In the picture below, you can identify the MOSFETs easily. They are shown as soon as you remove the lid of the ECM. Here is a guide for identification. The MOSFETs in the green square are the 6 low-side switching MOSFETs, the ones in the white square are the bank A and bank B high-side MOSFETs, and the ones in the red square are the ignition coils drivers, where IGBTs are used instead of MOSFETs.

In the image below, the assignment of the MOSFETs for the specific injectors is more detailed:

PREVENTING FUTURE FAILURES

Since this problem is so common, a good idea would be to use MOSFET transistors with better specifications that can help withstand the conditions in which they are working. That means MOSFETs with higher current ratings (amperes), as well as better voltage ratings. Also, you should consider the MOSFET “ON resistance” of the replacement. It can be lower, but never higher than the original MOSFET resistance. The original MOSFET transistor used in the MSD80 is the IRFW644B, and you can directly replace it with the ISL9V5045S3ST, for example, or the FDB14N30 as suggested in an internet search shown below:

(A kit is already put together to replace all 6 MOSFETs with tougher ones – MSD80 Upgraded MOSFET Kit

“The original MOSFETs in the BMW MSD80 DME (Digital Motor Electronics) for N54 engines were prone to failure, commonly identified as W644B or similar types, leading to misfires (DTCs 30BA/30BB). These are typically replaced with upgraded, higher voltage MOSFETs like the FDB14N30 or F644NS, offering better heat/voltage tolerance for reliable injector and coil control in tuned or stock vehicles.”

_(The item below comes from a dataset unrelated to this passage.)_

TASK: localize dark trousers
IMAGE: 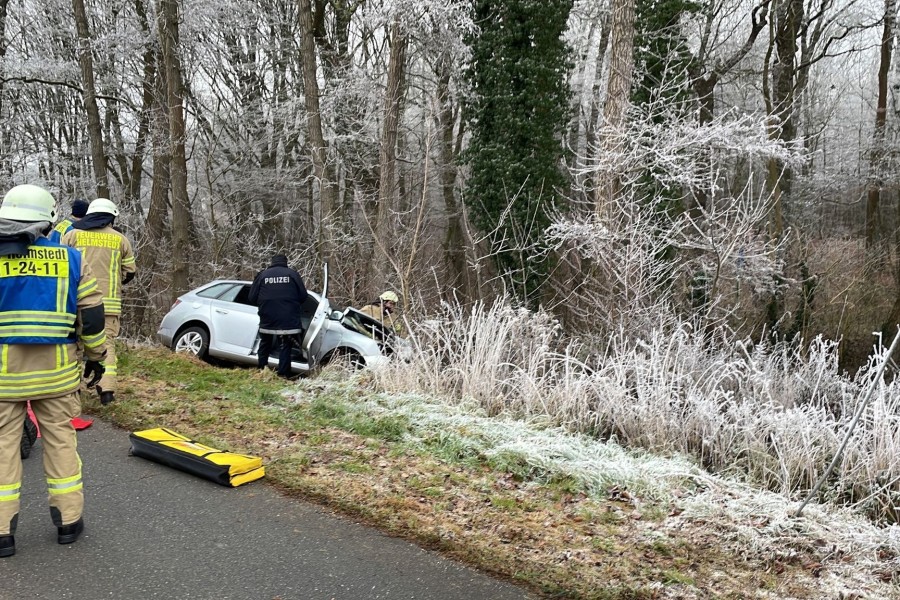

If you have any aftermarket modifications, you must be certain that they are not affecting or causing the problem in any way.

INJECTORS

Check the injectors by measuring their resistance. This resistance measure is not the ultimate test, but it can help find a damaged injector.

If you measure the injectors of these BMW models with an ohmmeter, you should have a reading of a relatively large resistance value, in the range around 10 kilo-ohms (10,000 ohms) or more. If you see a relatively low reading, like 200-300 ohms, for example, that could mean that the injector(s) in question could be bad. This measurement should be done directly from the injector’s terminal with the harness disconnected to avoid measuring any parallel resistance from the wiring or the ECM itself.

Refurbished index-12 injectors are sold at a discount price in case one or more of your injectors are faulty.

SUMMARIZING

When troubleshooting injector problems with your BMW 335i, with an MSD80, the first thing to work with is the ECM because in these cases, a shorted MOSFET(s) is the most common problem. Then the injectors’ resistance and wiring should be checked next. Remember that these injectors are switched with relatively high voltage (80V to 150V), and the wiring and the injectors themselves are more susceptible to damage in the high temperature, high voltage, and moisture environments they work, let alone any modification that may conflict with the circuit, like using incorrect injectors.

If the ECM is repaired and all works well, but the problem comes back after maybe a few days, you could have a failing injector(s) or injector wiring in a way that was not detectable in the previous resistance tests. In this case, injector(s) replacement is the next step to take, after repairing the ECM if it has been damaged for the second time.